The initiative was announced at the Mid-term Co-creation Workshop in Abuja, held in partnership with the Mastercard Foundation and the World Bank Group.
The Minister of Education, Dr. Olatunji Alausa, said Nigeria could no longer deliver knowledge through outdated frameworks while preparing children for a digital global economy.
“Doing nothing, or doing what we did before, is a total failure. We must embrace technology in how we deliver content to students, how we train teachers, how classrooms operate, and how learning materials are accessed,” he said.
Alausa announced that within the next four months, every classroom in federal government-owned secondary schools would have a smart board, with full internet access embedded as part of the infrastructure.
He added that the government was working to provide zero-rated data access so teachers can log into digital training platforms at no cost. A structured compensation mechanism, he said, would also begin in January, rewarding teachers who engage in verified online professional development courses.
The minister noted that Nigeria is implementing online, real-time subject instruction for junior secondary students, using master teachers to deliver interactive virtual lessons accessible to both public and private schools.
Digital Inclusion
The Minister of Communication, Innovation and Digital Economy, Dr. Bosun Tijani, stressed that modern economies can only expand with a digitally empowered education system.
According to him, technology is not just a tool but “an ecosystem involving content creators, educators, engineers, telecom providers, investors, device manufacturers, maintenance technicians, and regulators.
“If we don’t have a unified strategy, technology becomes something we spend money on but never derive value from,” Tijani said.

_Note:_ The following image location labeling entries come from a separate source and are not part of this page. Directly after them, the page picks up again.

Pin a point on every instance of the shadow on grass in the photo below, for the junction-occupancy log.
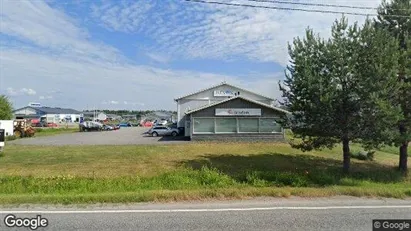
(294, 170)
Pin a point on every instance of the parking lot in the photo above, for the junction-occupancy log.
(124, 136)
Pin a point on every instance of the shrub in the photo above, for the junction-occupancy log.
(363, 155)
(10, 138)
(39, 129)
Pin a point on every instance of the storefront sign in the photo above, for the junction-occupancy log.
(238, 112)
(225, 93)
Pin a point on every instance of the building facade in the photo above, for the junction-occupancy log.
(51, 115)
(229, 112)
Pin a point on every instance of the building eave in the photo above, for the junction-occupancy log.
(219, 85)
(237, 97)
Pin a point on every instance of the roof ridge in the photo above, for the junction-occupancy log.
(220, 84)
(237, 97)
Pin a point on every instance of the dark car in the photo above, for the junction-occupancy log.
(162, 131)
(125, 125)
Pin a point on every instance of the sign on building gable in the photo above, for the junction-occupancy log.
(225, 93)
(238, 112)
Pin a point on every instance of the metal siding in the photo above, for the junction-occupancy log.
(193, 101)
(237, 103)
(239, 137)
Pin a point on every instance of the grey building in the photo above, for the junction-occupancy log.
(52, 114)
(228, 112)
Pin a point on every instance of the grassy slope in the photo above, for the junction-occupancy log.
(192, 171)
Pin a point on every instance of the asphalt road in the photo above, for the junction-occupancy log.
(123, 136)
(343, 213)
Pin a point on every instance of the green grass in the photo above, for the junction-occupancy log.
(90, 174)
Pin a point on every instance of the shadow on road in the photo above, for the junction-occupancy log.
(294, 170)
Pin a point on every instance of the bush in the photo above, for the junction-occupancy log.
(363, 155)
(10, 138)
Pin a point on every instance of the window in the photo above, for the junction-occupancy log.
(203, 125)
(226, 125)
(248, 125)
(269, 126)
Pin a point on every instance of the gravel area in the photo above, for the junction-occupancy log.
(123, 136)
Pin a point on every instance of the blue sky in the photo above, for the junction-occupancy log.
(142, 54)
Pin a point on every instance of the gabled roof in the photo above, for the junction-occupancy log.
(52, 110)
(237, 97)
(219, 85)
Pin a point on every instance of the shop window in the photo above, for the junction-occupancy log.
(269, 126)
(203, 125)
(228, 125)
(248, 125)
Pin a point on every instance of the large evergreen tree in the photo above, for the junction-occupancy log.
(338, 89)
(395, 17)
(6, 109)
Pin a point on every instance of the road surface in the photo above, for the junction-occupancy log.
(342, 213)
(123, 136)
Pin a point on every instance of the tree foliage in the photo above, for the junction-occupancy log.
(6, 108)
(338, 89)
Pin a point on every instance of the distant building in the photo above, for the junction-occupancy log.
(52, 114)
(129, 117)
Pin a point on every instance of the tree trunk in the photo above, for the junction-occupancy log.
(403, 157)
(403, 152)
(346, 155)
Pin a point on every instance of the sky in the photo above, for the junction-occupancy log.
(142, 54)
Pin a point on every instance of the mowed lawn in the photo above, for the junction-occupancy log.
(89, 174)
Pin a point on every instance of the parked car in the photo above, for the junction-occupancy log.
(90, 126)
(125, 124)
(162, 131)
(108, 127)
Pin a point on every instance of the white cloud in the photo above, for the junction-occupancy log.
(122, 16)
(159, 58)
(11, 92)
(98, 74)
(45, 97)
(36, 22)
(155, 87)
(23, 91)
(194, 30)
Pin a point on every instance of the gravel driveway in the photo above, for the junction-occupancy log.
(124, 136)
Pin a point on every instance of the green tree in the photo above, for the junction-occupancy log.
(395, 17)
(6, 108)
(337, 90)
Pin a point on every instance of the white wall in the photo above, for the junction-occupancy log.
(26, 111)
(7, 125)
(206, 97)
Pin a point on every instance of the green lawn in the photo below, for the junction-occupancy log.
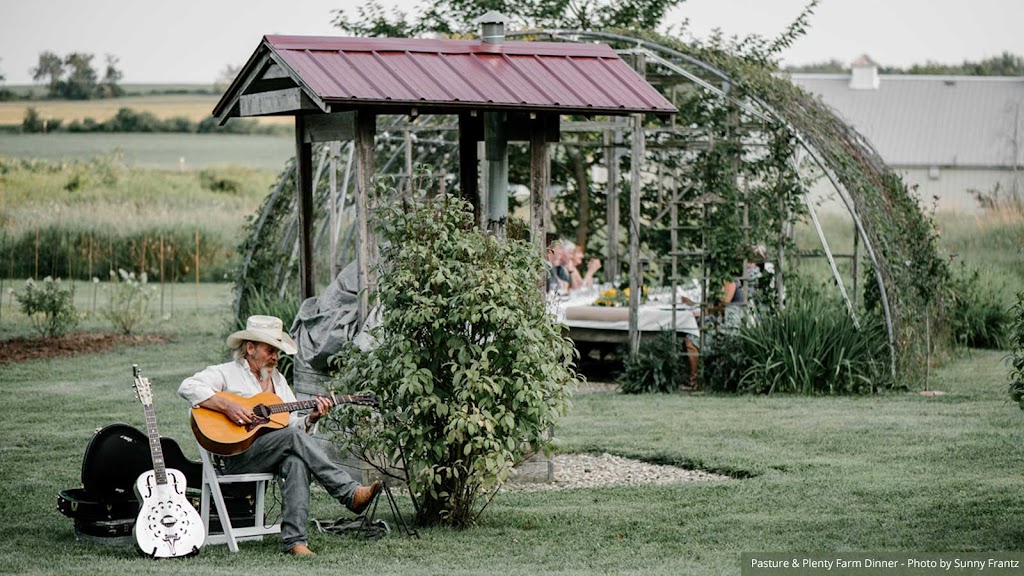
(896, 472)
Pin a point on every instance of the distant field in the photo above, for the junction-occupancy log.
(156, 151)
(194, 107)
(39, 90)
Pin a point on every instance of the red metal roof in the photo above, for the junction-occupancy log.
(568, 78)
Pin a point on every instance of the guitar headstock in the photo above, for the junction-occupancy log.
(365, 401)
(141, 385)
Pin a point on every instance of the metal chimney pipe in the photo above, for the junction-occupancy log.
(493, 28)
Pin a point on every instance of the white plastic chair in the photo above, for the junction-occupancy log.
(211, 487)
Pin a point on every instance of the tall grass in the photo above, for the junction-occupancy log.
(810, 347)
(167, 152)
(85, 218)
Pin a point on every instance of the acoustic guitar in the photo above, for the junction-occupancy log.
(220, 436)
(168, 525)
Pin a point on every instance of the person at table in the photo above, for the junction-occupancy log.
(290, 452)
(574, 255)
(559, 279)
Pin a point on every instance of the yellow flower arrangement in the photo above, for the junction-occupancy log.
(616, 297)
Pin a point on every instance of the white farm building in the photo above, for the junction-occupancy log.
(945, 134)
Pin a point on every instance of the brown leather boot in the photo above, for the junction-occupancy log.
(364, 496)
(301, 549)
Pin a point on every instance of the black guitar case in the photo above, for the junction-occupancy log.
(104, 508)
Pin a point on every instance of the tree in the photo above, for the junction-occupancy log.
(468, 367)
(32, 122)
(456, 17)
(81, 83)
(111, 87)
(49, 66)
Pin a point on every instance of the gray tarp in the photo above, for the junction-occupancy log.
(324, 325)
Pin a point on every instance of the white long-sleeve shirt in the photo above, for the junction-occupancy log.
(236, 377)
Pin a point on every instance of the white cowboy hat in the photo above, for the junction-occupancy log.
(263, 329)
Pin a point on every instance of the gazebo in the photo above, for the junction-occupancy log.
(501, 91)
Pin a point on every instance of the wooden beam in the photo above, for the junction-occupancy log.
(331, 127)
(520, 127)
(366, 128)
(470, 131)
(274, 101)
(636, 278)
(252, 75)
(611, 205)
(274, 71)
(303, 188)
(539, 176)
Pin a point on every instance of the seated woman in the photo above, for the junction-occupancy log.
(573, 260)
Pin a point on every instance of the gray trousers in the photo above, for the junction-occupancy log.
(294, 456)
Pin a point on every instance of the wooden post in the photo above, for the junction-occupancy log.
(333, 211)
(366, 128)
(409, 162)
(304, 197)
(162, 285)
(197, 268)
(4, 249)
(636, 278)
(141, 256)
(469, 188)
(611, 162)
(539, 192)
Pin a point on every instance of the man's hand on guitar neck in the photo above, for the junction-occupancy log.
(324, 405)
(242, 415)
(235, 412)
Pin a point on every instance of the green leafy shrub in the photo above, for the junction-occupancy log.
(976, 317)
(470, 370)
(1016, 357)
(662, 366)
(128, 300)
(49, 305)
(811, 346)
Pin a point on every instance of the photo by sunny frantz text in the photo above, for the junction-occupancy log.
(782, 564)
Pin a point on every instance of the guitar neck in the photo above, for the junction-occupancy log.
(307, 404)
(159, 468)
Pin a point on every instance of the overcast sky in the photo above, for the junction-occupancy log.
(194, 40)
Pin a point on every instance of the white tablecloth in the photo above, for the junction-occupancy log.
(578, 312)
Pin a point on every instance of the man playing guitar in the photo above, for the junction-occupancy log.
(289, 452)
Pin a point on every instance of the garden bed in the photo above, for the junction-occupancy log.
(23, 350)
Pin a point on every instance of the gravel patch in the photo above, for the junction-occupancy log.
(585, 470)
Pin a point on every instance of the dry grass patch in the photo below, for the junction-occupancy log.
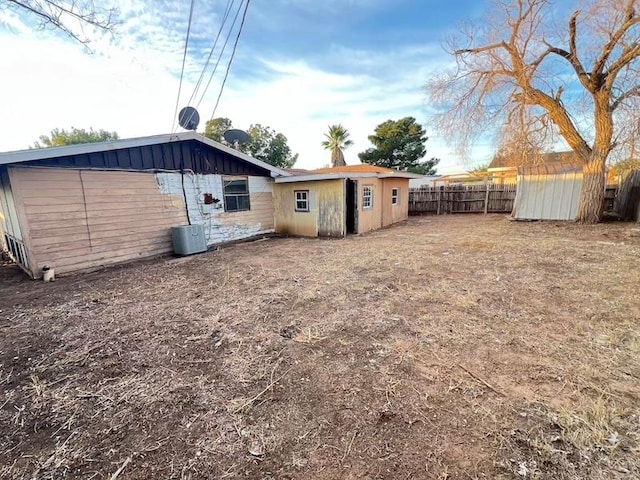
(445, 348)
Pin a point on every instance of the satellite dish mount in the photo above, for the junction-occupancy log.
(188, 118)
(236, 137)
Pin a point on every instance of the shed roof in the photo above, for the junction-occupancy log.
(339, 173)
(21, 156)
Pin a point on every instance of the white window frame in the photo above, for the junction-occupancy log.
(395, 196)
(301, 196)
(367, 197)
(246, 195)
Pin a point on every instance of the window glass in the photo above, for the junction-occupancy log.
(236, 195)
(302, 200)
(367, 196)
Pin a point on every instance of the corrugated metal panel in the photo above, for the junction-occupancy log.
(548, 197)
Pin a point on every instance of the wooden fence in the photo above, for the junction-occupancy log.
(628, 199)
(462, 199)
(499, 198)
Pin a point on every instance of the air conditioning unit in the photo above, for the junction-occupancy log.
(188, 239)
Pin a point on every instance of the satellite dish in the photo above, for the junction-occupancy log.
(188, 118)
(235, 136)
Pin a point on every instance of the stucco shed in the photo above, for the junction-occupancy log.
(334, 202)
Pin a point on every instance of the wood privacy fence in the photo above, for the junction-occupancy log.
(628, 199)
(462, 199)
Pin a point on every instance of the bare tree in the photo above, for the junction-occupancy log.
(73, 17)
(578, 79)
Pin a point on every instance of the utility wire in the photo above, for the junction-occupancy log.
(224, 47)
(184, 59)
(228, 9)
(235, 45)
(215, 44)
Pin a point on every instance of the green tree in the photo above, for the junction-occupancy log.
(337, 140)
(60, 137)
(269, 146)
(215, 128)
(399, 144)
(264, 143)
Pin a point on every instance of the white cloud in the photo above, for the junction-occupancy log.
(131, 86)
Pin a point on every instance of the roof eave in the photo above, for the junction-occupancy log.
(21, 156)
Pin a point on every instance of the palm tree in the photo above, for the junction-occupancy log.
(337, 140)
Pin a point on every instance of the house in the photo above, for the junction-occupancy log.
(503, 169)
(334, 202)
(80, 207)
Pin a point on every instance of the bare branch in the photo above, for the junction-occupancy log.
(631, 19)
(59, 14)
(634, 92)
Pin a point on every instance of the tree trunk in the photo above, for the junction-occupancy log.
(592, 194)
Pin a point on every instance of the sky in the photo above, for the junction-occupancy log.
(300, 66)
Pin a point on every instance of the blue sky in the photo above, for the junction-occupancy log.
(300, 66)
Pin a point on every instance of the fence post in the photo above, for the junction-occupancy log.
(486, 199)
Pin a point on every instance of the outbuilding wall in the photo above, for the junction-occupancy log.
(326, 215)
(370, 218)
(394, 213)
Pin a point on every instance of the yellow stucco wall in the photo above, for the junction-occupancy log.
(326, 215)
(370, 218)
(383, 212)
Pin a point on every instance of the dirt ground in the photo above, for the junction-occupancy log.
(458, 347)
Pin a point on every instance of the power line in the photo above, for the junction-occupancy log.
(224, 47)
(235, 45)
(184, 59)
(215, 44)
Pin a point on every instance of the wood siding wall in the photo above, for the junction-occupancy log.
(326, 215)
(82, 219)
(79, 219)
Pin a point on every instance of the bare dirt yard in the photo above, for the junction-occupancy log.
(457, 347)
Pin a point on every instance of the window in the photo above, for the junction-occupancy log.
(367, 196)
(302, 200)
(236, 194)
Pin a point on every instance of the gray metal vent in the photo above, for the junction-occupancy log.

He revealed plans to install 4,000 telecommunications towers in rural regions, targeting more than 20 million Nigerians currently without connectivity, to boost digital inclusion in underserved communities. The towers, he said, would connect to a nationwide fiber-optic backbone, reducing data costs and improving connection speeds.
Tijani also disclosed that the government is negotiating to lower the cost of smart devices, including exploring local manufacturing options that leverage Nigeria’s lithium deposits for battery production.
Both ministers acknowledged that past interventions by agencies such as the Nigerian Communications Commission (NCC), Universal Service Provision Fund (USPF), National Information Technology Development Agency (NITDA), and Tertiary Education Trust Fund (TETFund) were meaningful but insufficient.
Alausa said this gap was being addressed through the Nigeria Education Data Infrastructure, which would enable a unified education data system, seamless communication between platforms, integrated student–teacher learning records, and national-level planning and monitoring.
Both ministers agreed that the new initiative must lead to irreversible transformation in how Nigerian children learn, rather than becoming another impressive but idle document.
The workshop is expected to produce an actionable blueprint for edtech interoperability, teacher training, digital inclusion, and real-time content delivery across the country.